A century on from Rhapsody in Blue, debates about cultural ‘theft’ rage still

- Kenan Malik

‘The future music of this country must be founded upon what are called negro melodies. This must be the real foundation of any serious and original school of compositio­n to be developed in the United States.” So wrote the Czech composer Antonín Dvořák, in an 1893 essay, a year after he had moved to America to teach at the newly created National Conservato­ry in New York.

Almost half a century later, a precocious Harvard student by the name of Leonard Bernstein wrote his undergradu­ate thesis on “The Absorption of Race Elements into American Music”. Searching for a “national” basis for American music, he found it in “Negro music”. “If an American is a sensitive creator,” Bernstein wrote, “jazz will have become an integral part of his palette, whether or not he is aware of it.”

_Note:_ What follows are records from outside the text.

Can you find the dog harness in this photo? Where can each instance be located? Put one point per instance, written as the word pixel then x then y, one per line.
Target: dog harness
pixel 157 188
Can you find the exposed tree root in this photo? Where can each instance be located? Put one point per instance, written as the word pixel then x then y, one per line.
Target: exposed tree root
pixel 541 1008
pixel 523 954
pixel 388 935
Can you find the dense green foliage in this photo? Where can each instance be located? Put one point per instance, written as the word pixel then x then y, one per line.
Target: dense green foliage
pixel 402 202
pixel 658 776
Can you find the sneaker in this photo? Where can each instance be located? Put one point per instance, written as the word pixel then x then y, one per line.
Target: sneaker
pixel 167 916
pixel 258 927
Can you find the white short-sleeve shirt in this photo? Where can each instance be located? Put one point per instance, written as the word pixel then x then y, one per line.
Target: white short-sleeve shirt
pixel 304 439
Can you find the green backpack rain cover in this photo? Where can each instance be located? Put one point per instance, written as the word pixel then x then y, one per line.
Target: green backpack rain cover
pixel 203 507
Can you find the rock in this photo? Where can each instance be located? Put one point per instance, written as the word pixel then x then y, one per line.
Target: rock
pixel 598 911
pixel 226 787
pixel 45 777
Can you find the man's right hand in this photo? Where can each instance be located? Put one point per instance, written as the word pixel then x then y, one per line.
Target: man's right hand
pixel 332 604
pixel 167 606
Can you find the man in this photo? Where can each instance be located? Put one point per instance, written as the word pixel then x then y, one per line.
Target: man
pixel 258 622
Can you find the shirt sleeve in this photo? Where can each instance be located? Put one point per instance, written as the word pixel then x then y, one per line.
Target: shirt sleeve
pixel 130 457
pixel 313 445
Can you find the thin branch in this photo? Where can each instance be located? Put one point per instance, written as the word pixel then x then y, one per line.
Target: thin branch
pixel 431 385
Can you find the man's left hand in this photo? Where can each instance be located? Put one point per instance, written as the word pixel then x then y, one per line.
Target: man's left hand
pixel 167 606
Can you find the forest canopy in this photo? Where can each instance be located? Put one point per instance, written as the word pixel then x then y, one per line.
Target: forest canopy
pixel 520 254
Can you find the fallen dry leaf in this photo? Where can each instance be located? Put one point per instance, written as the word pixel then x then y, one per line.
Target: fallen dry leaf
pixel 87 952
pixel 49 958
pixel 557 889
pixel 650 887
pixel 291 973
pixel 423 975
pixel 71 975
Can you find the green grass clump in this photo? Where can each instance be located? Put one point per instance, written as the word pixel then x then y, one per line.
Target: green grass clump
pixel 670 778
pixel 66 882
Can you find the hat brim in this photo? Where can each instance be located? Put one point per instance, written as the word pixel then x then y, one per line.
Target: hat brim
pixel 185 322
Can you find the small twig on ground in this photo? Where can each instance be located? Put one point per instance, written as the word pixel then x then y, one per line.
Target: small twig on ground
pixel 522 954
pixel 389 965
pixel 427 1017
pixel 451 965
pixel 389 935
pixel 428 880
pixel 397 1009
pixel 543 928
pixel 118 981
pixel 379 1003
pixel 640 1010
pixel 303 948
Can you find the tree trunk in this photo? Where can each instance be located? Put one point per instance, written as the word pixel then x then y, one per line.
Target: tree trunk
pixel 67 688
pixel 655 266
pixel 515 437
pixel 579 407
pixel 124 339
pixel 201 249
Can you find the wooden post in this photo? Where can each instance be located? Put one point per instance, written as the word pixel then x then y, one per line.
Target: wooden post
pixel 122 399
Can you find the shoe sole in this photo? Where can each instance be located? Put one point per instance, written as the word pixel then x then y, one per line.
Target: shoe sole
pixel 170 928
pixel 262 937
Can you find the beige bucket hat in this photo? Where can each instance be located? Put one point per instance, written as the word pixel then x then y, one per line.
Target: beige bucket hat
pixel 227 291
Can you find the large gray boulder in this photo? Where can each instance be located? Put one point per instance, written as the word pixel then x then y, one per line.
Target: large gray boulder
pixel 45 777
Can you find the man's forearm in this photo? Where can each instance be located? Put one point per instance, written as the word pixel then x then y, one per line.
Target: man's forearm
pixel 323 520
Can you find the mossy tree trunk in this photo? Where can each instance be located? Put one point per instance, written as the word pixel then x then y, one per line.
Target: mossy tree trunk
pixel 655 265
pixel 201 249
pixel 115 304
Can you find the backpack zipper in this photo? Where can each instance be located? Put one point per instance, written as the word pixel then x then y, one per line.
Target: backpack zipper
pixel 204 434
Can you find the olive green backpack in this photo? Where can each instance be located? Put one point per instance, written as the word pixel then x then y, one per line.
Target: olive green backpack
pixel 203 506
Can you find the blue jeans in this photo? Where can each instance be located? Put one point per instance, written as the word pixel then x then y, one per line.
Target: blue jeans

In between Dvořák’s essay and Bernstein’s thesis came a musical work that appeared to give explicit form to their arguments: George Gershwin’s Rhapsody in Blue. A work that fused jazz and classical traditions, it was first performed 100 years ago last week on 12 February 1924, in a concert in New York entitled “An Experiment in Modern Music”.

With its memorable clarinet glissando opening, syncopated rhythm and arresting melodies, it was a hit with audiences, on the night and ever since, but savaged by many critics as derivative and stale. Bernstein, writing in 1955, confessed that Gershwin was his “idol” and that he “adored” the Rhapsody. But, he added with a snort, it was “a string of separate paragraphs stuck together with a thin paste of flour and water. Composing is a very different thing from writing tunes.”

Rhapsody in Blue opened up a wider set of debates, too, about the relationsh­ip between “high art” and popular art, about racism and cultural difference­s, about black music and black identity, debates that continue to shape contempora­ry culture.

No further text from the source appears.